Kepala Kejati Jawa Timur Memimpin 5 Perkara yang Diajukan Keadilan Restoratif

Reporter : -
Kepala Kejati Jawa Timur Memimpin 5 Perkara yang Diajukan Keadilan Restoratif
Kajati Jatim Mia Amiati memimpin Ekspose Mandiri 5 perkara yang diajukan RJ
advertorial

Dalam rangka melaksanakan penegakan hukum yang berorientasi pada konsep atau pendekatan Keadilan Restoratif, pada hari Selasa, 20 Agustus 2024, Kepala Kejaksaan Tinggi Jawa Timur (Kajati Jatim), Mia Amiati memimpin Ekspose Mandiri 5 perkara yang diajukan untuk dihentikan Penuntutannya berdasarkan Keadilan Restoratif, dengan didampingi oleh Aspidum, Koordinator dan para Kasi pada Bidang Pidum Kejati Jatim bersama-sama Kajari Kota Malang, Kajari Kota Mojokerto dan Kajari Magetan.

Lima perkara tersebut terdiri dari :

Baca Juga: Biaya Janggal Kereta Kinshasa

3 (tiga) Perkara Orharda, yang terdiri dari :

- 1 (satu) perkara penganiayaan yang memenuhi unsur Pasal 351 Ayat (1) KUHP, diajukan oleh Kejari Kota Malang;

- 1 (satu) perkara penadahan (yang memenuhi unsur Pasal 480 ke-1 KUHP), diajukan oleh Kejari Kota Mojokerto;

Baca Juga: Biaya Janggal Kereta Kinshasa

- 1 (satu) perkara pencurian (yang memenuhi unsur Pasal 362 KUHP), diajukan oleh Kejari Magetan;

2 (dua) Perkara Penyalahgunaan NARKOTIKA :

Diajukan oleh Kejari Kota Malang atas nama tersangka Linda Retnowati binti Wardianto dan tersangka Siti Mudlicha binti Sujiono yang disangka melanggar Pertama Pasal 112 ayat (1) Jo. Pasal 132 ayat (1) UU RI No 35 tahun 2009 Tentang Narkotika atau Kedua Pasal 127 ayat (1) huruf a Jo. Pasal 132 ayat (1) UU RI No 35 tahun 2009 Tentang Narkotika.
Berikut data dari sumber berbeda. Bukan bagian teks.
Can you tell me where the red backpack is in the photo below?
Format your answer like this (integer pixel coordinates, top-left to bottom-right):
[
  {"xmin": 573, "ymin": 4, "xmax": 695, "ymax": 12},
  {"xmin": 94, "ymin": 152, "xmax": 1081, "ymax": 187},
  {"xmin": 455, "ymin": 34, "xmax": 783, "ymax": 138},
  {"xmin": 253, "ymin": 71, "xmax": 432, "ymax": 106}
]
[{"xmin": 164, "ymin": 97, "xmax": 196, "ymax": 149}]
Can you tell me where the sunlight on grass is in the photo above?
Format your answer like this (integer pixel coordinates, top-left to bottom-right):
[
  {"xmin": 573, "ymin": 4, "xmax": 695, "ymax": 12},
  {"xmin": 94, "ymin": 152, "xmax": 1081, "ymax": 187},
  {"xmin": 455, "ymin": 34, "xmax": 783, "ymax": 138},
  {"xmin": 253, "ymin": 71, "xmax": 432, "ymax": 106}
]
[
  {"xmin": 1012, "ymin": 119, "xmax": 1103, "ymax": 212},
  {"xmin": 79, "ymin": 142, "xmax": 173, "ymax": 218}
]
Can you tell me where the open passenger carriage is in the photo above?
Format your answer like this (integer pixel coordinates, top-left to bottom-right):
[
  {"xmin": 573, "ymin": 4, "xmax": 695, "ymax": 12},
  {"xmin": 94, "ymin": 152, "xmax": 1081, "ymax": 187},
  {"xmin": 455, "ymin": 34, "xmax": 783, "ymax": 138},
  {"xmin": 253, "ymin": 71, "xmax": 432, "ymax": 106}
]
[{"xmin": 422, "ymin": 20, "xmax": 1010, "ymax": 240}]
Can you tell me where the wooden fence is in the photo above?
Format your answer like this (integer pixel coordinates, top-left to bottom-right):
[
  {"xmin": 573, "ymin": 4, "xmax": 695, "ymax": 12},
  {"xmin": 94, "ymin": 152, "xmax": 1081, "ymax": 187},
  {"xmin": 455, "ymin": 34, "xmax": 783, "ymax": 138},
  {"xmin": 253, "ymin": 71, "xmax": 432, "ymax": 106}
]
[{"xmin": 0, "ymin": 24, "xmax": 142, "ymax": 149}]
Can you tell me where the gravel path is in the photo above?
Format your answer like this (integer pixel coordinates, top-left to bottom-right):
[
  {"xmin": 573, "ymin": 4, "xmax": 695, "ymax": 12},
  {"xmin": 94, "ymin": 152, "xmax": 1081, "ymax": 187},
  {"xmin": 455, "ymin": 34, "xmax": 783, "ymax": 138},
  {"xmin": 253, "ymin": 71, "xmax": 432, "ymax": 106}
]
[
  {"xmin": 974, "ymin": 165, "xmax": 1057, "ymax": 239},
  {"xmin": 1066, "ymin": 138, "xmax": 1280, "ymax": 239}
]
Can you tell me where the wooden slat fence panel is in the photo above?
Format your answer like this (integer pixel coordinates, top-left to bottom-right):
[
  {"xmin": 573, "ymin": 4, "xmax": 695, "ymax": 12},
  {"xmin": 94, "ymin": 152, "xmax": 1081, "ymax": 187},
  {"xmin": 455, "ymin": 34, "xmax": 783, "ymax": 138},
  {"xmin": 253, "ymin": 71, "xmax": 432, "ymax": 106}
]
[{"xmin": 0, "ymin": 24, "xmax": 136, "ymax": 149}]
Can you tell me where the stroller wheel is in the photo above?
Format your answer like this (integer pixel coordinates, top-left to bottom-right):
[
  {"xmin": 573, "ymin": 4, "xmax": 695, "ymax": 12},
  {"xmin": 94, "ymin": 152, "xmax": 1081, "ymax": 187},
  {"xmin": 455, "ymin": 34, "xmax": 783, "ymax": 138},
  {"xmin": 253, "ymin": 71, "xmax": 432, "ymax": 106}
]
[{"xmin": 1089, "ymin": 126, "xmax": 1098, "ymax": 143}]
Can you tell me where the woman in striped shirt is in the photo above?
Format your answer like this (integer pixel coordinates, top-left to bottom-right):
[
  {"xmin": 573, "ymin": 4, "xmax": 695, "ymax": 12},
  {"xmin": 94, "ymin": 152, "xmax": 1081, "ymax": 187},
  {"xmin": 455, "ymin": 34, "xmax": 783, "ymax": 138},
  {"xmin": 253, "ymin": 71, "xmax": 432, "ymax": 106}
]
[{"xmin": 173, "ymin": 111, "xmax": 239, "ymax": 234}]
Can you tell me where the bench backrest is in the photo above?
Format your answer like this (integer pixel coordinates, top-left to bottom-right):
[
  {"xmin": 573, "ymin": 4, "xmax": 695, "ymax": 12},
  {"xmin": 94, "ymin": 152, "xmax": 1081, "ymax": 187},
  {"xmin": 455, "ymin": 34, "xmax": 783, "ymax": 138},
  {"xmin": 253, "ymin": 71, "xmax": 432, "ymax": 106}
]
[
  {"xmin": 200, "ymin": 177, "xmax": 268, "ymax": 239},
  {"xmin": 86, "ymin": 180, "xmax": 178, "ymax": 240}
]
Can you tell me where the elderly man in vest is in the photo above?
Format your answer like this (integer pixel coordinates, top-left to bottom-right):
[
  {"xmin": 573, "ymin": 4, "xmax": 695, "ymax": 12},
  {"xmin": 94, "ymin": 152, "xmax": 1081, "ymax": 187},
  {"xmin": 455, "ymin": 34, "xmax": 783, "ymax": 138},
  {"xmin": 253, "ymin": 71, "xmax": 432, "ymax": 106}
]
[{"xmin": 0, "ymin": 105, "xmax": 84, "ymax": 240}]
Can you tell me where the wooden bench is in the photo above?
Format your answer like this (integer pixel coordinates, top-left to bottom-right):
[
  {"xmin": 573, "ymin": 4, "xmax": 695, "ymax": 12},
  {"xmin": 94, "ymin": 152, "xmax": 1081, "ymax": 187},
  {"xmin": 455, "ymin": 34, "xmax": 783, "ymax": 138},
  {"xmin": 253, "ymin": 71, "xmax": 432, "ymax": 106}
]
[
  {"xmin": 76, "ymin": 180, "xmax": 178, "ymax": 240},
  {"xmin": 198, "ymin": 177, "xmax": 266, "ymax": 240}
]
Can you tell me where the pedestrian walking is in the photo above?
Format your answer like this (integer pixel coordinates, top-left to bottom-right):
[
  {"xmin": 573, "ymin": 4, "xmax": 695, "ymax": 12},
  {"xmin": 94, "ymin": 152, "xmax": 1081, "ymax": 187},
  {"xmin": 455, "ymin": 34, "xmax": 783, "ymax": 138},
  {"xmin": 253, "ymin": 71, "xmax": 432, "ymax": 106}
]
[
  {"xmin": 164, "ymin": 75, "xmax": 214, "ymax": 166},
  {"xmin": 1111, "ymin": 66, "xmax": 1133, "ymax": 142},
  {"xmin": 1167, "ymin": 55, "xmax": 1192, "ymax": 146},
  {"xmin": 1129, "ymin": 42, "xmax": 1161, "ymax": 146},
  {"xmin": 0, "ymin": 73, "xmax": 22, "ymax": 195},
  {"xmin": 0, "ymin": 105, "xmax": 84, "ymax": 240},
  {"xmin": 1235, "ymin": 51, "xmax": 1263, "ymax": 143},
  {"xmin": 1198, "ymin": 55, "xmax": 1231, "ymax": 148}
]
Baca Juga: Pria yang Jadi Otak Joki CPNS Kejaksaan Ditangkap di Magelang

“Penyelesaian perkara pidana melalui mekanisme penghentian penuntutan berdasarkan keadilan restoratif menjadi bukti bahwa negara melalui penegak hukumnya hadir memberikan humanisme dalam penegakan hukum dalam rangka menciptakan rasa keadilan di tengah-tengah masyarakat,” kata Kajati Jawa Timur.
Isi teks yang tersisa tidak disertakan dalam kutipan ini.